Die Bundesregierung strebt allerdings eine Änderung der Gesetzeslage an. Eigentlich sollte das Kabinett schon am Mittwoch über die deutsche Beteiligung an dem geplanten Einsatz von Kriegsschiffen der Europäischen Union (EU) zur "aktiven" Verfolgung der Piraten beraten. Doch offenbar gibt es noch Unstimmigkeiten: Die Ressortabstimmung zu dem Bundeswehreinsatz vor dem Horn von Afrika dauere noch an, sagte dazu ein Sprecher des Verteidigungsministeriums am Dienstag auf Anfrage. Nun sollen im Dezember sowohl die Regierung als auch der Bundestag über die Mission entscheiden. Die EU will bis zu sieben Kriegsschiffe in den Einsatz gegen die Seeräuber schicken. Vor der Küste Somalias kreuzen bereits Nato-Kriegsschiffe.
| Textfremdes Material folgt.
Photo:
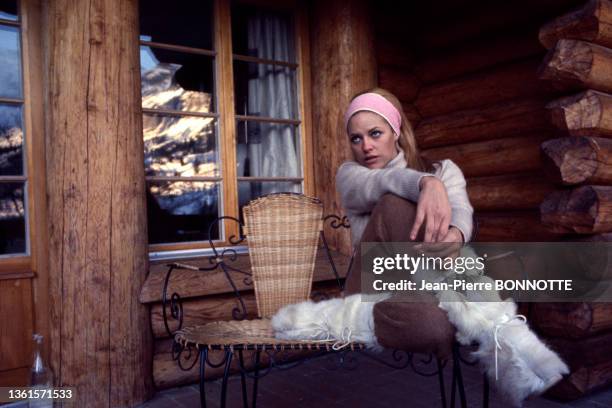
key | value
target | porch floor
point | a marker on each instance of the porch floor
(318, 383)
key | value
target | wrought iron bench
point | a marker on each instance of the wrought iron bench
(283, 233)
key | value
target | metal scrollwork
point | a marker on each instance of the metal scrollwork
(337, 221)
(184, 361)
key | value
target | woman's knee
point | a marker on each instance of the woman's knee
(394, 217)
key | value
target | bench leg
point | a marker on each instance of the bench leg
(203, 355)
(245, 401)
(485, 391)
(441, 381)
(228, 361)
(457, 379)
(256, 379)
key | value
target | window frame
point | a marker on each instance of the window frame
(28, 23)
(227, 118)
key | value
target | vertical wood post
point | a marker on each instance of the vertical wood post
(343, 57)
(101, 341)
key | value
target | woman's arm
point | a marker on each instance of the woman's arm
(461, 209)
(360, 188)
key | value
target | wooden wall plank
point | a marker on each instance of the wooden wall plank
(16, 323)
(342, 42)
(96, 190)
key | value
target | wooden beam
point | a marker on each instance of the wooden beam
(592, 23)
(584, 210)
(575, 64)
(586, 114)
(342, 40)
(510, 192)
(576, 160)
(513, 81)
(491, 122)
(493, 157)
(101, 341)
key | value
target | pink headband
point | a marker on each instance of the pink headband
(376, 103)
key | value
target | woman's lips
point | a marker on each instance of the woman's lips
(370, 159)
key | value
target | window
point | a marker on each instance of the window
(222, 121)
(13, 162)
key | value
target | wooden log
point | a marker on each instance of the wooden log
(412, 114)
(512, 226)
(584, 210)
(403, 83)
(478, 55)
(493, 122)
(214, 308)
(578, 64)
(583, 381)
(393, 51)
(510, 192)
(493, 157)
(485, 18)
(100, 334)
(592, 23)
(188, 283)
(342, 38)
(575, 160)
(513, 81)
(586, 114)
(585, 352)
(595, 260)
(571, 320)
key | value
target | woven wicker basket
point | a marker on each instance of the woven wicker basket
(283, 234)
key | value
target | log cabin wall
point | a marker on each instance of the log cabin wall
(466, 73)
(530, 129)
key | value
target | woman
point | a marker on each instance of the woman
(387, 161)
(391, 195)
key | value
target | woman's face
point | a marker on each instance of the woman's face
(372, 140)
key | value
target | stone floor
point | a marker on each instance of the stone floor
(319, 383)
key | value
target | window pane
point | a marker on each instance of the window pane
(250, 190)
(267, 150)
(12, 219)
(10, 55)
(11, 140)
(176, 80)
(182, 211)
(180, 146)
(187, 23)
(8, 10)
(262, 33)
(265, 90)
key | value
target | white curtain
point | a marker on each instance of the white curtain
(273, 149)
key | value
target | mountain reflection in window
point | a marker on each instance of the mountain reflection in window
(12, 219)
(182, 211)
(10, 61)
(11, 141)
(175, 80)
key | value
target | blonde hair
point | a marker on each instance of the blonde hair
(407, 140)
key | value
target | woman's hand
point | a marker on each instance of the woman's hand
(433, 209)
(449, 245)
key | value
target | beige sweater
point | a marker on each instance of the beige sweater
(360, 189)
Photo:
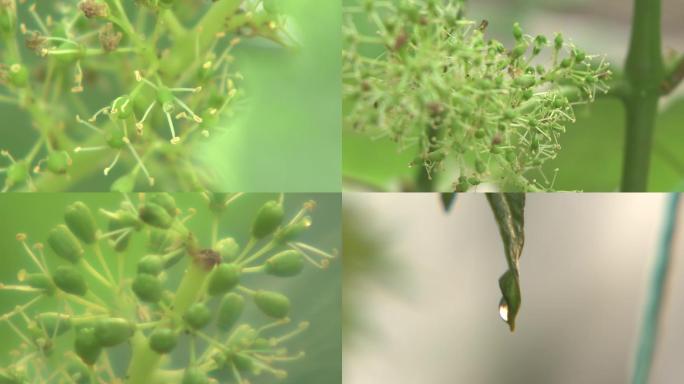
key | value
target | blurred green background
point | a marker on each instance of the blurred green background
(315, 294)
(283, 136)
(592, 148)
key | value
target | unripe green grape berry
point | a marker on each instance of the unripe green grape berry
(123, 220)
(272, 304)
(197, 316)
(53, 323)
(151, 265)
(155, 215)
(122, 108)
(165, 98)
(558, 41)
(40, 281)
(285, 264)
(58, 162)
(114, 136)
(228, 248)
(18, 75)
(517, 31)
(81, 222)
(194, 375)
(113, 331)
(17, 173)
(223, 278)
(70, 280)
(164, 200)
(124, 184)
(86, 346)
(147, 288)
(518, 50)
(229, 311)
(293, 231)
(163, 340)
(269, 217)
(65, 244)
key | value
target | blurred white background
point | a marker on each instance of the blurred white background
(584, 274)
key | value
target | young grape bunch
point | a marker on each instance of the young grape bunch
(425, 77)
(131, 91)
(178, 316)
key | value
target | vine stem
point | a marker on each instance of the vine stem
(653, 308)
(145, 362)
(644, 74)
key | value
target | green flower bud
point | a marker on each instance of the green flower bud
(124, 184)
(268, 219)
(197, 316)
(229, 311)
(70, 280)
(155, 215)
(272, 304)
(113, 331)
(524, 81)
(165, 201)
(163, 340)
(228, 248)
(293, 231)
(86, 346)
(151, 265)
(123, 219)
(81, 222)
(224, 278)
(58, 162)
(194, 375)
(54, 324)
(122, 108)
(39, 281)
(148, 288)
(18, 75)
(165, 98)
(114, 136)
(65, 244)
(285, 264)
(558, 41)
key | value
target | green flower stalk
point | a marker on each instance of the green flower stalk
(167, 66)
(431, 81)
(93, 318)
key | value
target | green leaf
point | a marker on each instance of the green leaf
(509, 209)
(448, 199)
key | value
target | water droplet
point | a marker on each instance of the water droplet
(503, 309)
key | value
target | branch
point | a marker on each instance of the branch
(653, 309)
(673, 76)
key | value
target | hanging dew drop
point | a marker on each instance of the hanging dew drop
(503, 309)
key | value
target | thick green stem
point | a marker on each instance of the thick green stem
(653, 308)
(644, 75)
(145, 362)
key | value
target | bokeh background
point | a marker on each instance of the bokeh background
(283, 136)
(421, 293)
(591, 158)
(315, 294)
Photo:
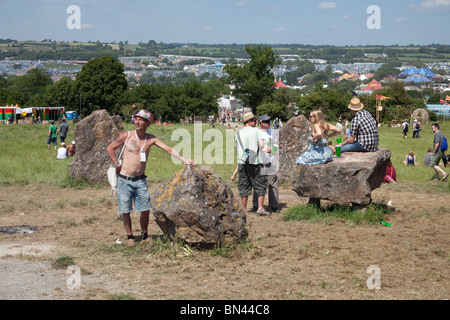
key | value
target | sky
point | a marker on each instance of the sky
(309, 22)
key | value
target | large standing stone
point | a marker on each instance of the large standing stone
(293, 141)
(348, 179)
(92, 135)
(198, 207)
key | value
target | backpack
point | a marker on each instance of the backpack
(444, 145)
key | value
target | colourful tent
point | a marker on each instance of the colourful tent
(280, 84)
(373, 85)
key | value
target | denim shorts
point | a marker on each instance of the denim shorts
(250, 177)
(132, 191)
(435, 159)
(353, 147)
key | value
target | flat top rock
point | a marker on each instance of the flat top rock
(359, 157)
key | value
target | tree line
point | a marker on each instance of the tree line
(102, 84)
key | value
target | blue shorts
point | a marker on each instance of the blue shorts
(52, 140)
(132, 191)
(353, 147)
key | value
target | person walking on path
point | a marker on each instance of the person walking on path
(249, 143)
(132, 185)
(62, 131)
(270, 137)
(363, 130)
(437, 152)
(52, 137)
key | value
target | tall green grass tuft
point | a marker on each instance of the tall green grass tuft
(372, 214)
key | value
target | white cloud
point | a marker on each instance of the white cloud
(242, 3)
(207, 28)
(431, 6)
(327, 5)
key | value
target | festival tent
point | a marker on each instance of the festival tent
(429, 73)
(409, 72)
(280, 84)
(416, 78)
(373, 85)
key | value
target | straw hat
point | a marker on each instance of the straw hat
(355, 105)
(248, 116)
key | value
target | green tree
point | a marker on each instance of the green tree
(254, 81)
(101, 83)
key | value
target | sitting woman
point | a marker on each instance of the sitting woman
(318, 152)
(410, 159)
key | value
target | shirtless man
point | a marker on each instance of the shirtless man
(132, 184)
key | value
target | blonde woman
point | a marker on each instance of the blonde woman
(319, 152)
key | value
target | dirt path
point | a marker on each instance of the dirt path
(281, 260)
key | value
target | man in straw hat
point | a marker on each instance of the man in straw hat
(249, 142)
(132, 184)
(363, 130)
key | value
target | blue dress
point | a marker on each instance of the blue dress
(318, 152)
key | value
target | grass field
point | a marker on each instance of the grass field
(25, 159)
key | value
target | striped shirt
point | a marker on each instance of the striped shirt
(364, 128)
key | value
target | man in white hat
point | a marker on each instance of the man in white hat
(249, 142)
(71, 150)
(416, 129)
(363, 130)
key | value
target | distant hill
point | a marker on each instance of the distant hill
(57, 50)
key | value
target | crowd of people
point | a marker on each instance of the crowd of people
(257, 161)
(63, 151)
Max Johns vom Verband deutscher Reeder hofft unterdessen, dass in den Gewässern vor der somalischen Küste möglichst bald ein Korridor für die Schifffahrt eingerichtet wird, der in Abständen von Kriegsschiffen überwacht wird. "In diesem Korridor kann man dann einigermaßen sicher sein, dass immer ein Marineschiff in großer Nähe ist, das man notfalls zu Hilfe rufen kann", so Johns im Gespräch mit tagesspiegel.de. "Im Moment fahren alle 'irgendwo' in diesem Gebiet. Und die paar Marineschiffe, die bislang da sind und überhaupt das Recht haben einzugreifen, die müssten in jede Richtung erst einmal ein paar Tausend Kilometer fahren. Das geht bisher realistisch gesehen überhaupt nicht." (jam/dpa/AFP/ddp)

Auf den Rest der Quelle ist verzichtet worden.